(Fox News) Could a simple blood test detect Alzheimer’s disease years before symptoms appear?
New research from Resonant, a Utah biotech company that develops diagnostic tests for neurodegenerative diseases, suggests it may be possible.
Researchers said its new test achieved 100% accuracy in identifying patients with Alzheimer’s disease and individuals with mild cognitive impairment (MCI) who went on to develop Alzheimer’s disease within five years.
In the study, a total of 50 blood plasma samples were tested.
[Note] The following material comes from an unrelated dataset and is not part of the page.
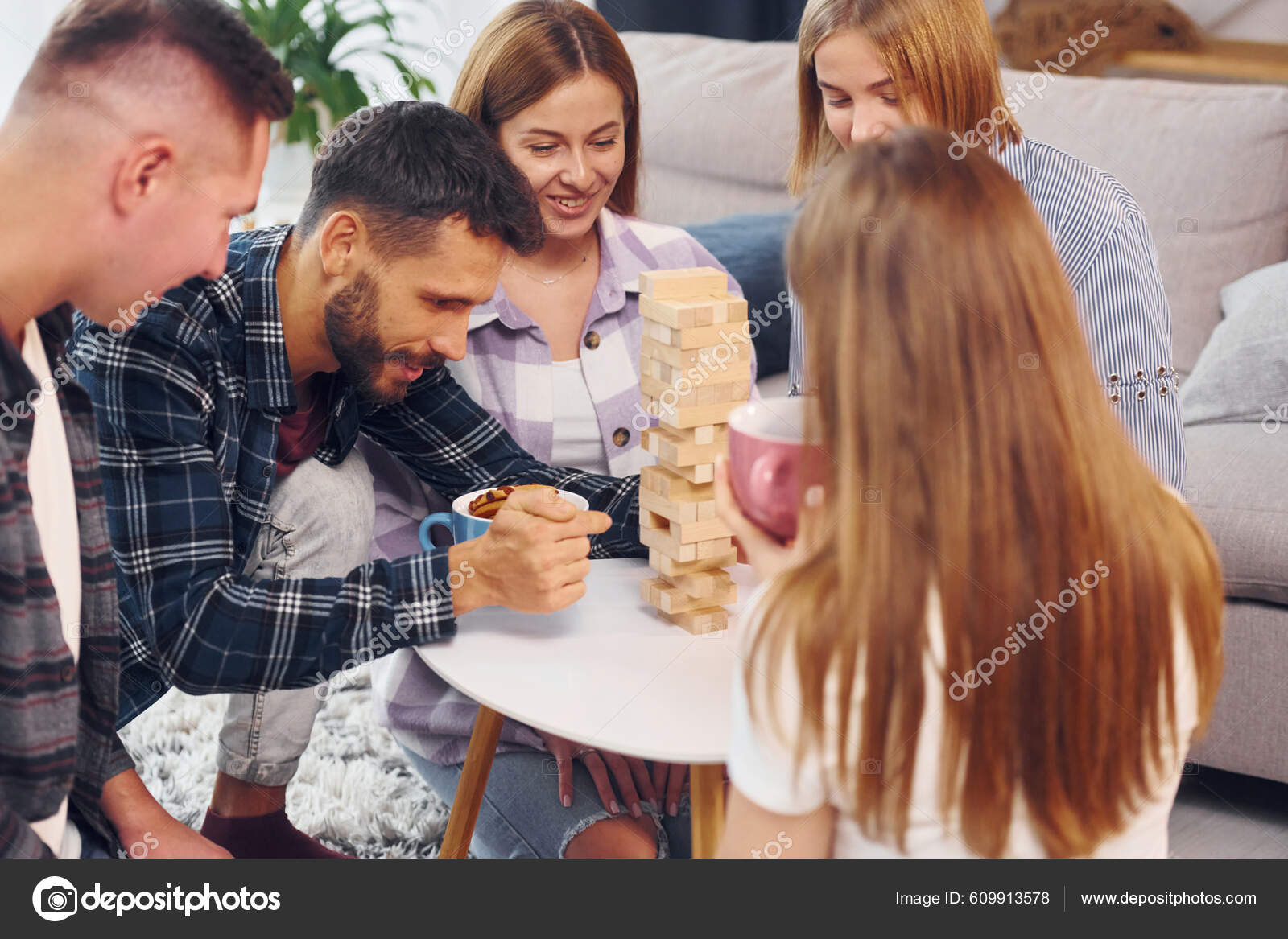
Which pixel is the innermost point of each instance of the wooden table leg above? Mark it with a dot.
(469, 791)
(706, 797)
These included 25 older control individuals, 13 patients who had been diagnosed with Alzheimer’s, six patients with mild cognitive impairment who later developed Alzheimer’s, and six MCI patients who did not develop Alzheimer’s.
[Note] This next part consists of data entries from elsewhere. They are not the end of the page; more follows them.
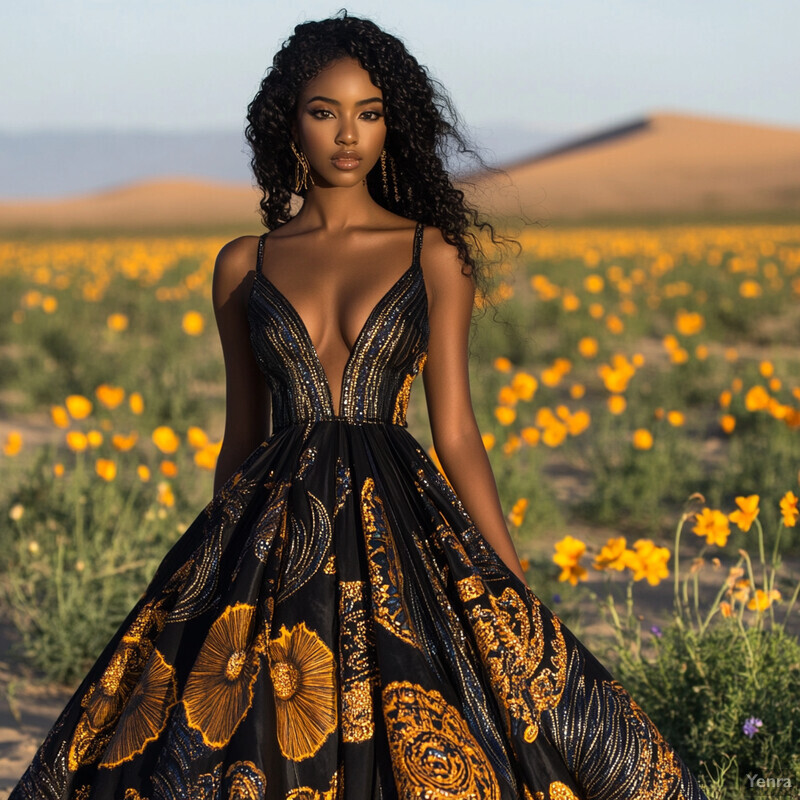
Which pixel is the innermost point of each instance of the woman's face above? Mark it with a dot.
(340, 124)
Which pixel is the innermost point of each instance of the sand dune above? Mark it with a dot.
(163, 202)
(660, 163)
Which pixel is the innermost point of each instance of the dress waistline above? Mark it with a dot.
(338, 419)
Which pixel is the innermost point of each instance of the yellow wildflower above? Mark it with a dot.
(588, 347)
(713, 525)
(106, 468)
(124, 443)
(77, 441)
(789, 509)
(117, 322)
(675, 418)
(616, 404)
(649, 561)
(78, 406)
(13, 443)
(168, 468)
(613, 555)
(577, 391)
(762, 600)
(136, 403)
(517, 514)
(59, 416)
(554, 434)
(756, 399)
(506, 396)
(505, 415)
(746, 513)
(524, 386)
(110, 396)
(193, 323)
(578, 422)
(165, 439)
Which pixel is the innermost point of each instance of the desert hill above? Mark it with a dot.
(660, 163)
(159, 203)
(663, 162)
The findings were published in Frontiers in Neurology on Oct. 31.
The blood test works by detecting the presence of DNA released from the brain’s neurons, or nerve cells, when they die, according to lead researcher Chad Pollard, a doctorate student and research assistant at Brigham Young University.
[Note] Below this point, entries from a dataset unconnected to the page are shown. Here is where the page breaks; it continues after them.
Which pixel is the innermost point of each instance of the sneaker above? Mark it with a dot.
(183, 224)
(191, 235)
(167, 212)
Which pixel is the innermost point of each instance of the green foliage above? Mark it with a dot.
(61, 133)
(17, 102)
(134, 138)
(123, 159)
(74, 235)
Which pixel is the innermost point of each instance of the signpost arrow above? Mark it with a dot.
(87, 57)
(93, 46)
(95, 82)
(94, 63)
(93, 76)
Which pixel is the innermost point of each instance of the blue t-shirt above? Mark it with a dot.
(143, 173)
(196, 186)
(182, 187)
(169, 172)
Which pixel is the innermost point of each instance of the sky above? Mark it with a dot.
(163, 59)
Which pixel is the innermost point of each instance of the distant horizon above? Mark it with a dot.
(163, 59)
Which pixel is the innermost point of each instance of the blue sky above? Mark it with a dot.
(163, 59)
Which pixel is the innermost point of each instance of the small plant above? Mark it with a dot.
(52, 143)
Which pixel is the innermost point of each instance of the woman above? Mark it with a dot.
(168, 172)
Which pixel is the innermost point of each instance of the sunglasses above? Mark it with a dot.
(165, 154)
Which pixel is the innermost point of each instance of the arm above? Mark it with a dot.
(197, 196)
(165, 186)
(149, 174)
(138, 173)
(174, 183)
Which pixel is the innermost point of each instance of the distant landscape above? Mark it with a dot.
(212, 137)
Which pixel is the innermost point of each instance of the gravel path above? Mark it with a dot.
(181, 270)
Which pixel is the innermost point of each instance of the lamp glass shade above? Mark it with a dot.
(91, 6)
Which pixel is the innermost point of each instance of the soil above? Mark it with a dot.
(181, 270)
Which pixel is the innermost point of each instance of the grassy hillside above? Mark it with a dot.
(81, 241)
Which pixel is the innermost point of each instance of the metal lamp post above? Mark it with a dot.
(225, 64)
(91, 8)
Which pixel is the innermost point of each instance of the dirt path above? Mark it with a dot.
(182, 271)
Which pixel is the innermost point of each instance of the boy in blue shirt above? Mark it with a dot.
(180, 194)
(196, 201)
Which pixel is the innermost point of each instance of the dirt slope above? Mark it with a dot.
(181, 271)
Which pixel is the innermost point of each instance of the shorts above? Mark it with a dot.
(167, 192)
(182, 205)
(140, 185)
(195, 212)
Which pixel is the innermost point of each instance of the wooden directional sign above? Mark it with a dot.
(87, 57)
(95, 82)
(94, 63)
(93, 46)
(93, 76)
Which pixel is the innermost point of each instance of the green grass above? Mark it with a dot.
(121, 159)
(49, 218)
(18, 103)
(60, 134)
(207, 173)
“All cells, to some degree, release fragments of DNA called cell-free DNA (cfDNA) into their environment,” Pollard, who is also a co-founder of Resonant, told Fox News Digital in an email.
“Under normal, healthy conditions, cfDNA from neurons is undetectable in blood circulation, but during neurodegeneration, the amount of cfDNA that is released from these cells significantly increases and can be detected in the blood.”
The presence of neuron cfDNA in the blood indicates neurodegeneration, Pollard added.
Beyond Alzheimer’s disease, the researchers are also actively working to apply this technology to other neurodegenerative diseases, including Parkinson’s disease and amyotrophic lateral sclerosis (ALS, also called Lou Gehrig’s disease), noted Pollard.
Pollard pointed out one limitation of the study.
“While the majority of patients with mild cognitive impairment who did not develop Alzheimer’s disease within five years displayed low levels of neuron cfDNA in the blood, some displayed elevated levels,” he said.
“Due to limitations of the dataset, the researchers were not able to obtain more information about these patients to determine whether this minority remained cognitively stable or eventually developed Alzheimer’s disease.”
The team is actively working to improve the specificity and predictive power of the test, Pollard said.
“Though the sample size for the study is relatively low, with only 50 participants, this method of measuring DNA methylation shows interesting potential,” Antoun told Fox News Digital.
“I would love to see it performed at a larger scale, with a bigger population size, and with other neurodegenerative disorders,” he said.
In future studies, Antoun said he would recommend ensuring that the results aren’t being polluted by a different preexisting condition, as Alzheimer’s patients tend to have other comorbidities such as dementia, depression, obesity and cardiovascular disease.
“Additionally, I would also be curious to look at the cost of a blood test like this, particularly one that promises such exciting developments in the medical field,” he said.
“Overall, I’m interested to see more expansive, specific research to further support this data.”